There’s lots of linear algebra out there that’s quite useful for statistics, but that I never learned in school or never had cause to study in depth. In the same spirit as my previous post on the Woodbury identity, I thought I would share my notes on another helpful bit of math about matrices. At some point in high school or college, you might have learned how to invert a small matrix by hand. You might recall the formula for the inverse of a two-by-two matrix: \[
\left[\begin{array}{cc} a & b \\ c & d\end{array}\right]^{-1} = \frac{1}{ad - bc}\left[\begin{array}{rr} d & -b \\ -c & a\end{array}\right].
\] It turns out that there’s a straight-forward generalization of this formula to matrices of arbitrary size, but that are *partitioned* into four pieces. The following is based on the presentation from some old notes by Dr. Thomas Minka, Old and New Matrix Algebra Useful for Statistics. The statement there is quite detailed and general. My version will be for a more specific, simple case, which I’ve found to be common and handy, and that can be presented in a fairly simple form.

Let \(\mathbf{P}\) be a matrix of arbitrary size that is composed of four sub-matrices: \[
\mathbf{P} = \left[\begin{array}{cc} \mathbf{A} & \mathbf{B} \\ \mathbf{C} & \mathbf{D}\end{array}\right],
\] where \(\mathbf{A}\) and \(\mathbf{D}\) are \(a \times a\) and \(d \times d\) matrices, both of which are invertible, and where \(\mathbf{B}\) and \(\mathbf{C}\) are of conformable dimension.^{1} Let \(\mathbf{X} = \left(\mathbf{D} - \mathbf{C}\mathbf{A}^{-1} \mathbf{B}\right)^{-1}\), a \(d \times d\) matrix. Then \[
\mathbf{P}^{-1} = \left[\begin{array}{cc} \mathbf{A}^{-1} + \mathbf{A}^{-1} \mathbf{B} \mathbf{X} \mathbf{C} \mathbf{A}^{-1} & - \mathbf{A}^{-1} \mathbf{B} \mathbf{X} \\ - \mathbf{X} \mathbf{C} \mathbf{A}^{-1} & \mathbf{X}\end{array}\right].
\] This representation is particularly helpful if \(d < a\), because in this case \(\mathbf{X}\) is of lower dimension and so simpler (in a sense) than \(\mathbf{A}^{-1}\).

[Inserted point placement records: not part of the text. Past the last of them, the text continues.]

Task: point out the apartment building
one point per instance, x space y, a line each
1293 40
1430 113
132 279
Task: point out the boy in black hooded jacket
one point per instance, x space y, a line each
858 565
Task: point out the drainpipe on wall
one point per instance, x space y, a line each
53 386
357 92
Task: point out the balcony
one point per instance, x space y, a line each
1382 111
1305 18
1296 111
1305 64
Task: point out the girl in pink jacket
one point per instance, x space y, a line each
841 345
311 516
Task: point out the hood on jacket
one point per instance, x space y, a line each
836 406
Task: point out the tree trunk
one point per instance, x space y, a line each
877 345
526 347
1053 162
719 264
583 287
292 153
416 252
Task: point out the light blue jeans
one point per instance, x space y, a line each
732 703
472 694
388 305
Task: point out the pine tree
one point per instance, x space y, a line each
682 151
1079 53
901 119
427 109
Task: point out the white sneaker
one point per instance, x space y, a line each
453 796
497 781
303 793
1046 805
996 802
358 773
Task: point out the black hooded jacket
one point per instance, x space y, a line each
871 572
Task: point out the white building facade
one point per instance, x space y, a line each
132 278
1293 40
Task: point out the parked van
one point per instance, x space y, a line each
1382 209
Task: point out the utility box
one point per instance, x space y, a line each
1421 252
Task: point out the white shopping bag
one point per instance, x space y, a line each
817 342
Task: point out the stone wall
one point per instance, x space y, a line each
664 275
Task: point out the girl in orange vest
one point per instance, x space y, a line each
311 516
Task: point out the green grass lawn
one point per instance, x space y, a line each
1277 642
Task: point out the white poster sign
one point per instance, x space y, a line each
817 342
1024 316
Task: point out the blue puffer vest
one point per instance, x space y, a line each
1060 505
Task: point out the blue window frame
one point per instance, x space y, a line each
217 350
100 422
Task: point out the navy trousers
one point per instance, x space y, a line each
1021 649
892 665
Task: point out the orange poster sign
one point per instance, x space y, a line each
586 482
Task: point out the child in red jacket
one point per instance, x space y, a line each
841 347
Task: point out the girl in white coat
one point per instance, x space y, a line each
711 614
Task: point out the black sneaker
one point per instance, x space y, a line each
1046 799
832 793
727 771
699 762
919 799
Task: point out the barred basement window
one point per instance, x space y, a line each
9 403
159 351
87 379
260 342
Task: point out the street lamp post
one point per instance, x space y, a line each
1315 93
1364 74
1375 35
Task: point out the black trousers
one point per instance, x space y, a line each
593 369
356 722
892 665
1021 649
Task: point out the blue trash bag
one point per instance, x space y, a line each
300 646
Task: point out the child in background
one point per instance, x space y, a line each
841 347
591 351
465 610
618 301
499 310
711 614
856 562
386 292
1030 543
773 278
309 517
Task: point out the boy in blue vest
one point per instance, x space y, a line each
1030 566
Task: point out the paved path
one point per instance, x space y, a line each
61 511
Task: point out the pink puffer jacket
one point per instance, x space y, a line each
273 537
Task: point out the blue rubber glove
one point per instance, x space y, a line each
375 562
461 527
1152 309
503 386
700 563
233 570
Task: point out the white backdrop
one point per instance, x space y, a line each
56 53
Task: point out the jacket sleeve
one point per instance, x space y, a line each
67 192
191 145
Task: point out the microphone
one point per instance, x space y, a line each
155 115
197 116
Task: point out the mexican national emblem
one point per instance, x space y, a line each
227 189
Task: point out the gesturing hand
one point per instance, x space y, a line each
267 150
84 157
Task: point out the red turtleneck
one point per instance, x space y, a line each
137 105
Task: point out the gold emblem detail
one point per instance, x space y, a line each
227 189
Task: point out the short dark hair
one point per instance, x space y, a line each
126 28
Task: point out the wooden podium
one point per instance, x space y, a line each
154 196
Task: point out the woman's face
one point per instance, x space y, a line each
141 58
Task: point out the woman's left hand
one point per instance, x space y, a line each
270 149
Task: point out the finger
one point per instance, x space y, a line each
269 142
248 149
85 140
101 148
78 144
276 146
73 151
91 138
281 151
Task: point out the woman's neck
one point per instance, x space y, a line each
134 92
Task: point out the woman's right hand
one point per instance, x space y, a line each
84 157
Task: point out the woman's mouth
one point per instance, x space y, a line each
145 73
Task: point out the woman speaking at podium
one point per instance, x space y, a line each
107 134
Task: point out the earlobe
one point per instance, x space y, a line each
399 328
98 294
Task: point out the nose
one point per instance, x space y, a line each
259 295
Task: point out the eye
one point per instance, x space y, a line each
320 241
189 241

Another equivalency is more helpful when \(d > a\). Here, take \(\mathbf{W} = \left(\mathbf{A} - \mathbf{B}\mathbf{D}^{-1} \mathbf{C}\right)^{-1}\), an \(a \times a\) matrix (and so of lower dimension than \(\mathbf{D}\)). Then \[ \mathbf{P}^{-1} = \left[\begin{array}{cc} \mathbf{W} & - \mathbf{W} \mathbf{B} \mathbf{D}^{-1} \\ - \mathbf{D}^{-1} \mathbf{C} \mathbf{W} & \mathbf{D}^{-1} + \mathbf{D}^{-1} \mathbf{C} \mathbf{W} \mathbf{B} \mathbf{D}^{-1}\end{array}\right]. \] Of course, this is just two ways of writing the same thing. You can see this by applying everyone’s favorite matrix identity to find that \(\mathbf{W} = \mathbf{A}^{-1} + \mathbf{A}^{-1} \mathbf{B} \mathbf{X} \mathbf{C} \mathbf{A}^{-1}\) and \(\mathbf{X} = \mathbf{D}^{-1} + \mathbf{D}^{-1} \mathbf{C} \mathbf{W} \mathbf{B} \mathbf{D}^{-1}\). It is an interesting little algebraic exercise to show that \(\mathbf{W} \mathbf{B} \mathbf{D}^{-1} = \mathbf{A}^{-1} \mathbf{B} \mathbf{X}\) and that \(\mathbf{D}^{-1} \mathbf{C} \mathbf{W} = \mathbf{X} \mathbf{C} \mathbf{A}^{-1}\).

These representations of \(\mathbf{P}^{-1}\) are useful for a variety of statistical problems. To give just one example, they lead to a very direct proof of the Frisch-Waugh-Lovell theorem, including under more general conditions than are usually stated.

Back to top## Footnotes

Minka’s notes on partitioned matrices treat a more general case, in which \(\mathbf{A}\) and \(\mathbf{D}\) need not be square matrices, nor must they be invertible.↩︎